One of the keys to better articulation is to ask better questions. This is something that just came to me. It's when I go through locating the best question, when I am dowsing that the best statement comes to mind. Equally, asking more and better questions everyday is a way of raising one's vibrational level, which naturally has some very positve side-effects.

What's a good question?

Here's one. What is the thing that I am currently "doing" that is causing the biggest (or subtlest) obstacle to my experience of gratitude? That's a good question, because it sees from beyond "lack", that gratitude is the place that if one's there, one can be creative and happy, getting "the most beauty for the least", as one teacher put it. This would equate to working smarter, not harder, and all those good things. Why use the quotation marks?
Good question. The reason is, "doing" for example,is actually an illusion, and the quotes remind the deeper part of the mind, the part that knows this, that I know this is the case. "I" should probably be in quotes too, and in this mind, it is. :-) Why? Because we are bigger than I.


So, this thought of "ask better questions" is a big recognition for me, that took me some time to articulate, (years) even though this process of EFT is very much involved with asking questions. With EFT we implicitly ask: "what can I do, or not do that would unravel what appears to be the problem?" then we hone in to what layer or veil is the current one. Okay--sometimes it's not a veil, it's a big stone, or a wall, but the fact that it dissolves or goes from a ten to a 0 is proof of its ultimate lack of substance.
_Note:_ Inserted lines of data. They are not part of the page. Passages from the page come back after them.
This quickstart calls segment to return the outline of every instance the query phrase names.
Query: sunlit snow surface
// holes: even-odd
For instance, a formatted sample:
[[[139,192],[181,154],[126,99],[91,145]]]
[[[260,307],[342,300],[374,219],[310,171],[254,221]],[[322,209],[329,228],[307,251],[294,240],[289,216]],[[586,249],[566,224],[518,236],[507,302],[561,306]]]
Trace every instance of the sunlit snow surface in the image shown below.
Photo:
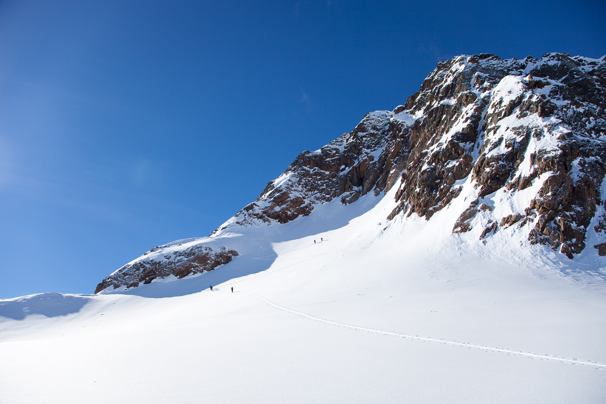
[[[605,402],[604,258],[453,234],[463,186],[429,221],[387,221],[394,187],[181,240],[240,252],[203,275],[1,300],[0,402]]]

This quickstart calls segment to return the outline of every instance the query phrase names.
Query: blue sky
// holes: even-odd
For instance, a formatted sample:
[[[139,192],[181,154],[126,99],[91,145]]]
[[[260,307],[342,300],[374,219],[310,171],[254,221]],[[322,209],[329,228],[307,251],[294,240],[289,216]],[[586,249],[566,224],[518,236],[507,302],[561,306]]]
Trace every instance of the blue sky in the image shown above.
[[[603,1],[0,1],[0,298],[207,235],[460,54],[606,53]]]

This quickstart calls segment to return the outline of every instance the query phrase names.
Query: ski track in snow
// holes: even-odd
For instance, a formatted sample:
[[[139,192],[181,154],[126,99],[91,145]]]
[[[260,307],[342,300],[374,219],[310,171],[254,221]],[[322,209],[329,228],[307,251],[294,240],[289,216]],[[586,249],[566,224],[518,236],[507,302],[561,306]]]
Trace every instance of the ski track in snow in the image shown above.
[[[512,349],[505,349],[503,348],[491,348],[490,346],[485,346],[484,345],[476,345],[474,344],[467,343],[465,342],[457,342],[456,341],[449,341],[447,340],[439,339],[437,338],[428,338],[425,337],[419,337],[418,335],[411,335],[407,334],[402,334],[400,332],[393,332],[390,331],[382,331],[379,329],[375,329],[374,328],[368,328],[368,327],[359,327],[357,326],[350,325],[348,324],[344,324],[343,323],[339,323],[338,322],[335,322],[330,320],[325,320],[324,318],[320,318],[319,317],[314,317],[310,314],[306,314],[302,313],[300,311],[297,311],[296,310],[293,310],[292,309],[289,309],[288,308],[284,307],[283,306],[280,306],[279,305],[276,305],[275,303],[270,301],[267,299],[265,299],[261,296],[258,296],[254,293],[250,293],[250,292],[241,292],[241,293],[244,293],[247,295],[250,295],[253,296],[258,299],[264,301],[265,303],[276,308],[276,309],[279,309],[283,311],[286,311],[290,313],[293,313],[298,315],[301,315],[304,317],[306,317],[310,320],[314,320],[315,321],[320,322],[322,323],[326,323],[327,324],[330,324],[331,325],[339,326],[341,327],[345,327],[347,328],[351,328],[352,329],[358,329],[362,331],[368,331],[369,332],[375,332],[376,334],[381,334],[385,335],[391,335],[393,337],[400,337],[402,338],[410,338],[415,340],[421,340],[423,341],[431,341],[433,342],[439,342],[444,344],[451,344],[453,345],[458,345],[459,346],[465,346],[468,348],[477,348],[479,349],[484,349],[485,351],[491,351],[493,352],[499,352],[505,354],[510,354],[513,355],[523,355],[528,357],[530,358],[539,358],[539,359],[548,359],[550,360],[558,360],[562,363],[570,363],[572,365],[588,365],[590,366],[594,366],[596,369],[606,369],[606,365],[603,363],[599,363],[598,362],[594,362],[590,360],[581,360],[576,359],[574,358],[561,358],[557,356],[553,356],[549,355],[539,355],[539,354],[534,354],[530,352],[522,352],[521,351],[513,351]]]

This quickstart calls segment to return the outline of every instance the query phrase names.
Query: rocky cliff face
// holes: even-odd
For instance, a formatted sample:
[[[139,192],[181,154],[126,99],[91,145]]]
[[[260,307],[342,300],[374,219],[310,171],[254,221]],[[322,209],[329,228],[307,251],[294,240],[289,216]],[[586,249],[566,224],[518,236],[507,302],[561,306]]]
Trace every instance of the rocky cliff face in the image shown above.
[[[571,258],[585,248],[602,203],[605,85],[606,56],[482,54],[441,62],[404,106],[367,114],[350,133],[300,154],[211,235],[231,226],[284,223],[335,198],[352,203],[396,184],[387,218],[428,220],[471,181],[476,198],[453,232],[480,226],[484,238],[515,225],[531,243]],[[516,202],[503,217],[491,213],[498,193]],[[605,223],[601,218],[595,231]],[[606,244],[596,248],[606,254]]]
[[[336,198],[354,203],[396,187],[388,220],[413,214],[431,220],[461,197],[464,208],[448,217],[458,217],[452,231],[461,237],[508,229],[573,258],[593,232],[591,247],[606,255],[605,86],[606,56],[441,62],[404,105],[368,113],[351,132],[301,153],[210,236],[279,225]],[[152,249],[95,293],[211,271],[238,255],[213,251],[208,240]]]
[[[196,241],[159,246],[106,277],[97,285],[95,293],[110,286],[113,289],[136,288],[171,275],[180,279],[190,274],[212,271],[230,262],[232,257],[238,255],[236,251],[225,247],[213,251],[211,247]]]

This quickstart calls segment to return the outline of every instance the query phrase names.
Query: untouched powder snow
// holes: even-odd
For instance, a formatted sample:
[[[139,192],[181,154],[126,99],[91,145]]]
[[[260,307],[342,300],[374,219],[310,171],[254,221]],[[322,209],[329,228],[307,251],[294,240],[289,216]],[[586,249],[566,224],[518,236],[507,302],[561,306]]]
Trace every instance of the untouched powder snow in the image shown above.
[[[465,190],[387,222],[396,188],[211,238],[240,255],[204,274],[0,301],[0,402],[604,402],[596,264],[453,234]]]

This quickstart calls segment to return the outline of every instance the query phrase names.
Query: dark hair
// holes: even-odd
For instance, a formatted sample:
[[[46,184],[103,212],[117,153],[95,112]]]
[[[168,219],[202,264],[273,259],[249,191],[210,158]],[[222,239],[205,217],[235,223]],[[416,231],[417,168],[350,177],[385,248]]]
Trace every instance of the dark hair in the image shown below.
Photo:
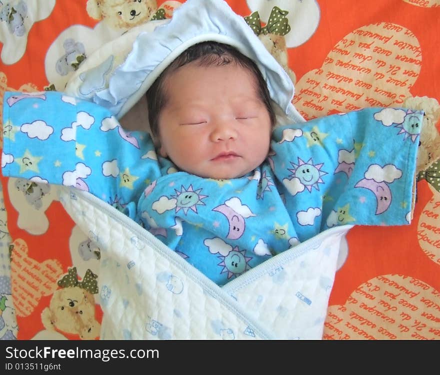
[[[160,74],[146,92],[148,119],[154,138],[158,138],[159,116],[166,104],[164,87],[165,79],[180,67],[196,60],[200,66],[222,66],[235,63],[248,69],[256,79],[258,94],[268,109],[272,127],[274,126],[275,113],[270,105],[269,90],[255,63],[230,46],[216,42],[203,42],[184,51]]]

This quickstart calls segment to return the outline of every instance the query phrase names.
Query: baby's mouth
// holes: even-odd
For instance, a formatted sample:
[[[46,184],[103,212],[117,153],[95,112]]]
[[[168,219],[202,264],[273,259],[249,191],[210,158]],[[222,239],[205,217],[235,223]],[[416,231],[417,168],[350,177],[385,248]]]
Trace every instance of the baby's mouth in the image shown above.
[[[213,161],[232,160],[238,157],[240,157],[240,156],[234,151],[226,151],[226,152],[220,152],[216,156],[212,158],[211,160]]]

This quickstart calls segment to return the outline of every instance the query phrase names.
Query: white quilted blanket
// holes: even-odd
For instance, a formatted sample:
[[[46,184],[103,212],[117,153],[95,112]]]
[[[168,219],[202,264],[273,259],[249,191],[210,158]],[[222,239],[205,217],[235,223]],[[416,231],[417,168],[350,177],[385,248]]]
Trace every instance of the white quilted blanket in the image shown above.
[[[102,339],[320,339],[341,239],[332,228],[220,287],[109,205],[60,189],[101,249]]]

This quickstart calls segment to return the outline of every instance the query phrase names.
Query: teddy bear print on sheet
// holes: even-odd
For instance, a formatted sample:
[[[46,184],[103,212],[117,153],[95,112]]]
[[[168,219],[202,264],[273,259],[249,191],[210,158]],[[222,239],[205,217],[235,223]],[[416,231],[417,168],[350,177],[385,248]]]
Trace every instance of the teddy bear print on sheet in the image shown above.
[[[2,61],[15,64],[23,56],[34,24],[52,13],[55,0],[4,0],[0,2]]]
[[[98,292],[97,278],[89,269],[80,281],[76,267],[70,268],[57,283],[60,289],[54,292],[49,306],[42,313],[44,327],[78,335],[82,339],[98,337],[101,326],[95,317],[94,297]]]
[[[282,11],[278,7],[274,7],[266,25],[264,27],[261,26],[261,20],[258,11],[244,18],[248,25],[262,42],[266,49],[282,67],[294,84],[296,77],[294,73],[288,67],[287,47],[284,37],[291,30],[288,20],[286,17],[288,14],[286,11]]]
[[[320,10],[316,0],[246,0],[251,12],[258,12],[261,20],[268,24],[274,8],[286,12],[291,32],[285,36],[288,48],[303,44],[314,35],[319,24]]]
[[[98,87],[102,88],[112,69],[123,61],[125,54],[122,51],[129,49],[126,43],[123,46],[118,45],[118,37],[132,29],[144,26],[149,21],[170,18],[180,4],[178,2],[166,2],[158,9],[156,0],[88,0],[88,14],[98,22],[93,28],[72,25],[56,37],[46,53],[44,62],[50,87],[64,90],[68,81],[86,59],[103,45],[114,41],[115,44],[110,44],[108,50],[118,51],[114,54],[116,56],[110,54],[111,58],[106,64],[96,68],[98,79],[101,82]],[[126,53],[129,51],[128,49]]]

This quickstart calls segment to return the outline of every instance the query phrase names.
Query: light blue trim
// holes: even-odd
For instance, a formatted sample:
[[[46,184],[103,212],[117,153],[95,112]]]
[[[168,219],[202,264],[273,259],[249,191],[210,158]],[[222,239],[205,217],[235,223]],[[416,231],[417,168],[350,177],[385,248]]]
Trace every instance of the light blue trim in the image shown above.
[[[174,11],[170,22],[140,34],[125,61],[112,74],[108,87],[98,91],[92,100],[120,118],[182,52],[206,41],[233,46],[254,60],[274,102],[294,122],[304,121],[291,103],[294,88],[287,73],[244,18],[222,0],[188,0]]]

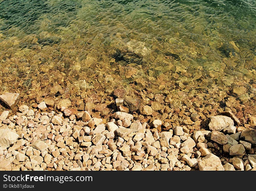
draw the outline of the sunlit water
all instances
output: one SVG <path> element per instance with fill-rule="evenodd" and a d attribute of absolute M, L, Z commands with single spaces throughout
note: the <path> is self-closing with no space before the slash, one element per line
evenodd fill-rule
<path fill-rule="evenodd" d="M 255 37 L 253 0 L 0 0 L 0 90 L 254 104 Z"/>

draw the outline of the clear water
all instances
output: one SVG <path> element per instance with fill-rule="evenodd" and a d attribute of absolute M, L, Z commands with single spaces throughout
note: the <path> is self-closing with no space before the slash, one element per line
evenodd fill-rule
<path fill-rule="evenodd" d="M 255 37 L 252 0 L 1 0 L 0 90 L 255 105 Z"/>

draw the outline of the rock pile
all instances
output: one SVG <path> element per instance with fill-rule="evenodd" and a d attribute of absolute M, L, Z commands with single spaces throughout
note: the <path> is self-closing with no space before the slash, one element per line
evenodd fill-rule
<path fill-rule="evenodd" d="M 2 113 L 0 170 L 256 169 L 256 130 L 234 126 L 229 117 L 210 117 L 211 131 L 191 133 L 184 125 L 160 131 L 159 119 L 143 122 L 119 111 L 107 122 L 59 108 L 62 112 L 46 111 L 42 102 Z"/>

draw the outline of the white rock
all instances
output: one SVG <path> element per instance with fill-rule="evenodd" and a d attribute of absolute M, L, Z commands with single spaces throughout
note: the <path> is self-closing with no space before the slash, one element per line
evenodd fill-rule
<path fill-rule="evenodd" d="M 8 115 L 9 115 L 9 112 L 8 111 L 5 111 L 3 112 L 0 115 L 0 120 L 1 121 L 5 120 Z"/>
<path fill-rule="evenodd" d="M 243 162 L 241 158 L 233 158 L 232 159 L 232 163 L 234 167 L 237 170 L 244 169 L 244 166 L 243 165 Z"/>
<path fill-rule="evenodd" d="M 235 170 L 234 166 L 230 163 L 227 163 L 223 165 L 224 169 L 226 171 L 230 171 Z"/>
<path fill-rule="evenodd" d="M 46 104 L 45 104 L 45 102 L 44 101 L 42 101 L 38 104 L 37 107 L 42 111 L 45 111 L 47 109 L 47 107 L 46 106 Z"/>
<path fill-rule="evenodd" d="M 224 170 L 220 158 L 212 153 L 208 154 L 198 163 L 201 171 Z"/>
<path fill-rule="evenodd" d="M 24 154 L 19 153 L 16 155 L 16 159 L 19 161 L 24 161 L 26 156 Z"/>
<path fill-rule="evenodd" d="M 0 99 L 12 109 L 14 108 L 19 94 L 6 93 L 0 95 Z"/>
<path fill-rule="evenodd" d="M 37 140 L 32 143 L 31 146 L 40 151 L 45 150 L 48 148 L 48 146 L 46 143 L 39 140 Z"/>
<path fill-rule="evenodd" d="M 244 147 L 241 144 L 231 146 L 229 148 L 229 154 L 231 156 L 241 155 L 245 151 Z"/>
<path fill-rule="evenodd" d="M 19 135 L 8 128 L 0 129 L 0 147 L 8 147 L 17 141 Z"/>
<path fill-rule="evenodd" d="M 58 116 L 55 115 L 51 119 L 51 122 L 54 125 L 59 125 L 62 123 L 62 119 Z"/>
<path fill-rule="evenodd" d="M 183 131 L 183 128 L 182 127 L 177 126 L 174 128 L 173 129 L 174 134 L 178 136 L 183 135 L 184 132 Z"/>
<path fill-rule="evenodd" d="M 107 124 L 107 127 L 109 131 L 114 132 L 118 128 L 118 126 L 113 122 L 109 122 Z"/>
<path fill-rule="evenodd" d="M 114 115 L 114 117 L 116 119 L 118 119 L 121 120 L 123 120 L 125 119 L 131 121 L 133 119 L 133 115 L 125 112 L 122 112 L 118 111 L 115 112 Z"/>

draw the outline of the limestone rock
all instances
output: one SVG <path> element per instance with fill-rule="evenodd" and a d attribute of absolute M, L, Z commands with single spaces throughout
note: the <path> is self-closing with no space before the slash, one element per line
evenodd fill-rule
<path fill-rule="evenodd" d="M 0 129 L 0 147 L 8 147 L 17 141 L 19 135 L 8 128 Z"/>
<path fill-rule="evenodd" d="M 223 165 L 223 167 L 226 171 L 235 170 L 234 166 L 228 163 L 226 163 Z"/>
<path fill-rule="evenodd" d="M 12 109 L 16 105 L 19 95 L 19 94 L 6 93 L 0 95 L 0 99 Z"/>
<path fill-rule="evenodd" d="M 8 111 L 5 111 L 3 112 L 0 115 L 0 120 L 1 121 L 5 120 L 8 115 L 9 115 L 9 112 Z"/>
<path fill-rule="evenodd" d="M 117 134 L 122 138 L 123 138 L 132 132 L 132 130 L 123 127 L 119 127 L 115 130 Z"/>
<path fill-rule="evenodd" d="M 232 164 L 237 169 L 242 170 L 244 169 L 244 166 L 243 165 L 243 160 L 238 158 L 233 158 L 232 159 Z"/>
<path fill-rule="evenodd" d="M 211 132 L 211 140 L 221 144 L 224 144 L 227 142 L 228 139 L 224 133 L 216 131 Z"/>
<path fill-rule="evenodd" d="M 31 146 L 40 151 L 46 150 L 48 148 L 48 146 L 46 143 L 39 140 L 37 140 L 33 143 L 31 144 Z"/>
<path fill-rule="evenodd" d="M 115 113 L 114 117 L 116 119 L 123 120 L 126 119 L 130 121 L 131 121 L 133 119 L 133 115 L 125 112 L 118 111 Z"/>
<path fill-rule="evenodd" d="M 55 115 L 51 119 L 51 122 L 54 125 L 60 125 L 62 123 L 62 119 L 58 116 Z"/>
<path fill-rule="evenodd" d="M 84 122 L 88 121 L 91 119 L 92 117 L 91 117 L 91 115 L 86 111 L 84 112 L 82 116 L 82 120 Z"/>
<path fill-rule="evenodd" d="M 229 154 L 231 156 L 241 155 L 245 151 L 244 147 L 241 144 L 235 144 L 231 146 L 229 148 Z"/>
<path fill-rule="evenodd" d="M 146 115 L 152 115 L 153 113 L 153 110 L 152 108 L 150 106 L 147 105 L 144 106 L 142 107 L 140 110 L 140 111 L 141 114 Z"/>
<path fill-rule="evenodd" d="M 42 111 L 46 111 L 47 110 L 47 107 L 45 104 L 45 102 L 44 101 L 42 101 L 38 104 L 37 106 L 37 107 Z"/>
<path fill-rule="evenodd" d="M 220 158 L 212 153 L 208 154 L 198 163 L 201 171 L 224 170 Z"/>
<path fill-rule="evenodd" d="M 220 131 L 229 126 L 234 126 L 234 122 L 230 117 L 224 115 L 210 117 L 208 126 L 210 130 Z"/>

Ho'oponopono -too- has got it right. It starts from a place of recognition (or faith)that whatever is going on that seems to be the problem is actually a misperception, and that being so, one works on the perceiver. (one's self) Same goes for EFT.

This is how Gary Craig says it, in this video I wish I could share here. he asks Lynn to explain what the MDs have told her is the "diagnosis", and she explains it. The he makes sure he's heard it correctly, and repeats it, and in a very funny and sweet moment, that is easy to miss, his eyes are twinkling with humour, because he *knows*, he says "oh, so this is what you're doing"...and then corrects himself quickly, to "this is what the body is doing". The point cannot be missed by anyone who's watched this once, or experienced a bit of EFT. He then adds, "But I'm interested in what causes that...and she agrees. And within minutes, he has her in stitches as she keeps tapping on, "and I'm realllly tired". Which she is not.

funny expression that: "in stitches", suggesting to me an image of a golden needle and some sky blue thread made up of light, sewing up the field at the quantum level, and mending whatever "perceived" tears existed. We know perceived experience is valid, it's how we begin; how we grow, and how we translate sensation and emotion to notes that can fill up a little EFT workbook. We also know, (or come tolearn) 9/10th of the time perceived experience is not actually real--once you can see past it.